TOP III : Palliativmedizinische Versorgung in Deutschland

3. Tag: Donnerstag, 22. Mai 2003 Vormittagssitzung

Bodendieck, Sachsen:

Sehr geehrter Herr Präsident! Sehr geehrte Kolleginnen und Kollegen! Sehr geehrte Damen und Herren! Es ist sehr schwer, die Palliativmedizin in Worte zu fassen. Ich frage mich: Wo beginnt die Palliativmedizin? Endet sie wirklich mit dem Tod des betroffenen Patienten? Es stellt sich die Frage: Reden wir in Deutschland eigentlich ausreichend und mit tiefem Hintergrund über den Tod? Ist es nicht vielleicht doch ein Tabuthema, bei dem uns allen zunächst einmal die Worte fehlen, auch neben dem Bett des Patienten oder hinter dem Schreibtisch?

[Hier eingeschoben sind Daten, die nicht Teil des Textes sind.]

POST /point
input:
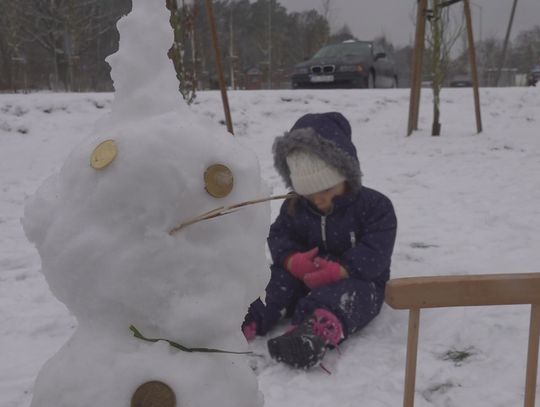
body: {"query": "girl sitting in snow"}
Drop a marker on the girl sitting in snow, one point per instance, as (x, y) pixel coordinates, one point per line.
(331, 244)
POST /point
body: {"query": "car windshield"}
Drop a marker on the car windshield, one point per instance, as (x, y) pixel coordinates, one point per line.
(347, 48)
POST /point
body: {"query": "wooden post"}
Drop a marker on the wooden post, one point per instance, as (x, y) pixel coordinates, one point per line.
(472, 61)
(222, 85)
(532, 356)
(412, 350)
(415, 293)
(416, 66)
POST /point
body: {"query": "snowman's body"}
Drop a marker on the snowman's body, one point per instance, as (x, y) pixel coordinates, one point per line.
(103, 237)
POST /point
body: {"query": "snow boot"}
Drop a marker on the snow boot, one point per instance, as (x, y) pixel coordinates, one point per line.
(305, 345)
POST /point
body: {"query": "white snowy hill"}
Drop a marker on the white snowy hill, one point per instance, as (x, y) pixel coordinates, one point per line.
(466, 204)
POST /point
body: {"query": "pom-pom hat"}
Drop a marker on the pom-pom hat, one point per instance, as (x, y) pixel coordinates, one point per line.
(319, 143)
(309, 174)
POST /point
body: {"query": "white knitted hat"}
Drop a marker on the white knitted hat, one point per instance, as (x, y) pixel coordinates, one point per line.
(310, 174)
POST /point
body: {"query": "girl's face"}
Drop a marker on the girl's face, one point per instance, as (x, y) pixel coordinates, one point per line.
(323, 200)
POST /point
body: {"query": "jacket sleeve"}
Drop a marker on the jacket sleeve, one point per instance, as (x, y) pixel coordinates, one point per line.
(283, 240)
(370, 259)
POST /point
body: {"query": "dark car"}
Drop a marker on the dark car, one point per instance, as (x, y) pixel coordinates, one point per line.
(461, 81)
(350, 64)
(534, 76)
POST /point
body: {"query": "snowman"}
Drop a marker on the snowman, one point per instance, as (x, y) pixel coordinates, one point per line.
(122, 243)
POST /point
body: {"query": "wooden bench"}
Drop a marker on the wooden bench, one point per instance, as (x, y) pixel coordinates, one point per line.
(415, 293)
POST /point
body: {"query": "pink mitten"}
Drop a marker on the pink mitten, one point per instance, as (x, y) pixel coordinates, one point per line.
(250, 331)
(328, 272)
(301, 263)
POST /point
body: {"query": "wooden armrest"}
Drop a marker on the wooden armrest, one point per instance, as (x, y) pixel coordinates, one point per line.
(463, 290)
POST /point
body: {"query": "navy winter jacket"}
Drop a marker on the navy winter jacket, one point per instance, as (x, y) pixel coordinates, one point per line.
(359, 233)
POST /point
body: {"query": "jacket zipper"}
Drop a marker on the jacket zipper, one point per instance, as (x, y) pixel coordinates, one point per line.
(323, 232)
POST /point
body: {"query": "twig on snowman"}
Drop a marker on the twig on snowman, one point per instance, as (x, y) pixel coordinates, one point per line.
(137, 334)
(224, 210)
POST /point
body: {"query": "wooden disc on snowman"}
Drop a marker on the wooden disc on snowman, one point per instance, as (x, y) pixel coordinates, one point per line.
(218, 180)
(153, 394)
(103, 154)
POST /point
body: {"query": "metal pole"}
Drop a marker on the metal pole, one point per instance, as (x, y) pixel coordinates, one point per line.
(472, 61)
(269, 44)
(479, 20)
(503, 56)
(222, 85)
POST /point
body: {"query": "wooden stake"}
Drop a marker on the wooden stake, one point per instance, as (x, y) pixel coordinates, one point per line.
(532, 356)
(416, 69)
(222, 85)
(412, 350)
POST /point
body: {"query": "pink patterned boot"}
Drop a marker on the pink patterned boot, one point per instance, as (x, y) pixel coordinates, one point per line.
(305, 345)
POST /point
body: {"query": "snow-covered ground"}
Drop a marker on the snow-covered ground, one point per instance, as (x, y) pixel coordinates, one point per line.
(466, 204)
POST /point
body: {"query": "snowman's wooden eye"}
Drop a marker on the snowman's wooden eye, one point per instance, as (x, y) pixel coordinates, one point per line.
(153, 394)
(103, 154)
(218, 180)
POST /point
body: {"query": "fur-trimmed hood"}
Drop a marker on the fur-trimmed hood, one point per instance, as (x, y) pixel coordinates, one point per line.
(328, 135)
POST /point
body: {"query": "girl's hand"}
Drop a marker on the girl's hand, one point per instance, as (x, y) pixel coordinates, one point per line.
(301, 263)
(328, 272)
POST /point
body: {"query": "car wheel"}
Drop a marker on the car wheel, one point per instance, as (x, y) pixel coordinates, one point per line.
(370, 81)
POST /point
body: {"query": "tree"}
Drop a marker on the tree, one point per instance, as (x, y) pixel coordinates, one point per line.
(442, 36)
(12, 40)
(182, 22)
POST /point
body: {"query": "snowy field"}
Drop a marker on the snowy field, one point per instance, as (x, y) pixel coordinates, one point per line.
(465, 203)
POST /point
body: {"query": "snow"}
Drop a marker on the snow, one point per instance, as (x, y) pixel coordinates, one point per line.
(103, 236)
(466, 204)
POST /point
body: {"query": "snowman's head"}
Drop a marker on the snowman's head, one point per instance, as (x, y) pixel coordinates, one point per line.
(103, 234)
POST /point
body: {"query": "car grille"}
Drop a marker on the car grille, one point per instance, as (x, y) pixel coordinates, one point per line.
(321, 69)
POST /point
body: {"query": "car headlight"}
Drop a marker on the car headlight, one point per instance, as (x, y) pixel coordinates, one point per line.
(350, 68)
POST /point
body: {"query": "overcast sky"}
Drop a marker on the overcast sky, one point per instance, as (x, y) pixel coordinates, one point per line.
(370, 18)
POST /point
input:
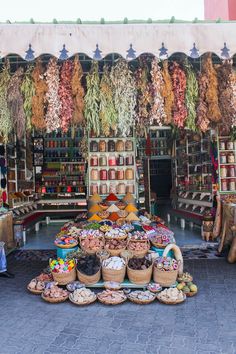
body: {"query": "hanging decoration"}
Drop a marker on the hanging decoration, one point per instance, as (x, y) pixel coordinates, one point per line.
(124, 95)
(191, 96)
(77, 92)
(15, 102)
(65, 95)
(167, 93)
(179, 87)
(92, 99)
(107, 113)
(28, 91)
(5, 117)
(38, 100)
(53, 100)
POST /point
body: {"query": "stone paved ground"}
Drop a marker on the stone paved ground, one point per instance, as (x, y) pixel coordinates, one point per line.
(204, 324)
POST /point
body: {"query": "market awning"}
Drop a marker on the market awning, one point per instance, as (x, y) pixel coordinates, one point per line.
(129, 40)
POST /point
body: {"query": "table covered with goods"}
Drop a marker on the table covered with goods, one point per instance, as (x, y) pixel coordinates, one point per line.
(117, 253)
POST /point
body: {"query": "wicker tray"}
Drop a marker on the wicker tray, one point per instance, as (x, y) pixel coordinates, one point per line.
(82, 303)
(55, 300)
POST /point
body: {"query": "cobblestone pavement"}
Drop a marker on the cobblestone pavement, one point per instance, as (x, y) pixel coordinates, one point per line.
(205, 323)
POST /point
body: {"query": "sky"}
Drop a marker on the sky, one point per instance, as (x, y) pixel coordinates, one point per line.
(47, 10)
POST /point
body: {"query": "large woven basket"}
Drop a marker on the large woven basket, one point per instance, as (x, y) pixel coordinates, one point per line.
(64, 278)
(89, 279)
(164, 278)
(113, 274)
(140, 277)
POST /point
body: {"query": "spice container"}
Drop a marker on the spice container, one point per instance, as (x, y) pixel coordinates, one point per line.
(102, 146)
(111, 146)
(231, 158)
(102, 160)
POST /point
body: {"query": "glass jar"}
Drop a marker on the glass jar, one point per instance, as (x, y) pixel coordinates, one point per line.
(102, 160)
(93, 146)
(231, 158)
(223, 171)
(111, 146)
(103, 175)
(94, 174)
(94, 160)
(120, 174)
(129, 173)
(120, 160)
(102, 146)
(129, 145)
(120, 145)
(112, 174)
(112, 160)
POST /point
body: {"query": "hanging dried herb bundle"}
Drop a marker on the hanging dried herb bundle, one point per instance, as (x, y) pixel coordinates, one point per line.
(54, 105)
(178, 78)
(191, 96)
(124, 89)
(213, 111)
(167, 93)
(65, 95)
(92, 99)
(15, 102)
(38, 100)
(77, 92)
(158, 114)
(107, 113)
(5, 117)
(28, 91)
(202, 119)
(228, 110)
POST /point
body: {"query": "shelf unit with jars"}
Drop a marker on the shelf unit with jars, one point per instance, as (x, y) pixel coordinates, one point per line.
(112, 165)
(226, 164)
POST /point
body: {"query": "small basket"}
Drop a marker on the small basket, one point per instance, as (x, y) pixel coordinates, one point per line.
(89, 279)
(64, 278)
(164, 278)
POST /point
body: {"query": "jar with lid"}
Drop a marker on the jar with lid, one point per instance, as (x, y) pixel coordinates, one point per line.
(102, 160)
(223, 158)
(103, 188)
(231, 171)
(129, 145)
(129, 173)
(94, 160)
(93, 146)
(111, 146)
(112, 160)
(94, 174)
(103, 175)
(223, 171)
(120, 160)
(112, 174)
(120, 174)
(231, 158)
(102, 146)
(120, 145)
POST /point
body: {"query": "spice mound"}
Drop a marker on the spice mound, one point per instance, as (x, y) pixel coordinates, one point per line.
(139, 263)
(89, 265)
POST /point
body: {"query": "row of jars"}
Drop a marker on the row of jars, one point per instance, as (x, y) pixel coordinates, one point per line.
(112, 160)
(227, 158)
(120, 188)
(227, 171)
(111, 145)
(111, 174)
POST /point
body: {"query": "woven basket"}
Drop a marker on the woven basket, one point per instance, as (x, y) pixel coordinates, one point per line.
(140, 277)
(64, 278)
(54, 300)
(113, 274)
(164, 278)
(89, 279)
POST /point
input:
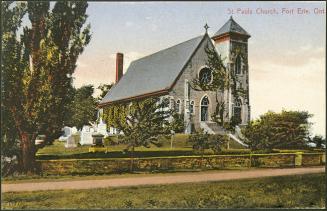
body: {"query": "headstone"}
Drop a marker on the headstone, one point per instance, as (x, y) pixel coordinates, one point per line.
(102, 128)
(70, 142)
(74, 130)
(67, 132)
(86, 135)
(97, 139)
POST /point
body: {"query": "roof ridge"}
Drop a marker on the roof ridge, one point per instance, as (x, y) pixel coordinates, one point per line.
(167, 48)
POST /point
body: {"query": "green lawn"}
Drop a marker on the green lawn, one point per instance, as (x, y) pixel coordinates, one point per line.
(300, 191)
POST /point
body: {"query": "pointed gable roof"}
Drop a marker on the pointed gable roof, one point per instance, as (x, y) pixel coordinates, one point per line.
(153, 74)
(231, 27)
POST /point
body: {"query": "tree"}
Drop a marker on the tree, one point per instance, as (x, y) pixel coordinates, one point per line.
(201, 140)
(38, 71)
(319, 141)
(141, 121)
(11, 48)
(285, 130)
(104, 88)
(83, 108)
(223, 81)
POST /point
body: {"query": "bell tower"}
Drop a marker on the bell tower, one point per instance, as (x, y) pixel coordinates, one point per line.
(231, 42)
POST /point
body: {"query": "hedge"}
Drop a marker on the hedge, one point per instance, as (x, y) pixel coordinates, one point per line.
(176, 163)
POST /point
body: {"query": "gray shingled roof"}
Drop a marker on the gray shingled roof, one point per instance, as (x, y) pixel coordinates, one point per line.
(231, 26)
(153, 73)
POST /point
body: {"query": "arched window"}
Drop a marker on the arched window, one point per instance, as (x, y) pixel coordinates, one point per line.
(177, 106)
(238, 65)
(205, 75)
(192, 107)
(205, 109)
(237, 111)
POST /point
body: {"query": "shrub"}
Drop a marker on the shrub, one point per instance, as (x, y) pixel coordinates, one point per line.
(235, 151)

Ich finde, es sollte ebenso deutlich beachtet werden, dass das Leben mit der Geburt beginnt und mit dem Tod endet. Über beide Phasen muss genauso intensiv gesprochen werden, auch um unsere Angehörigen zu unterstützen und die Verteilung der endgültigen Betreuung zu verschieben, also von den 30 Prozent zu Hause verstorbener Patienten hin zu 50 Prozent oder noch mehr zu kommen.

In der hausärztlichen Medizin erlebe ich auch heute noch: Es scheitert im Endeffekt an der Machbarkeit durch die Angehörigen, und zwar nicht deshalb, weil sie dies nicht wollen, sondern weil sie in der Tat mit dem Problem psychisch wie auch physisch überfordert sind. Ich denke, es ist notwendig, dass wir die Versorgungsforschung in diesem Bereich fördern. Hier fehlen uns aus meiner Sicht noch viel zu viele Daten, um endgültig sagen zu können, ob die 40 Tage im Maximum ausreichen, die die Palliativmedizin überspannen, oder ob es nicht vielleicht schon viel früher losgeht.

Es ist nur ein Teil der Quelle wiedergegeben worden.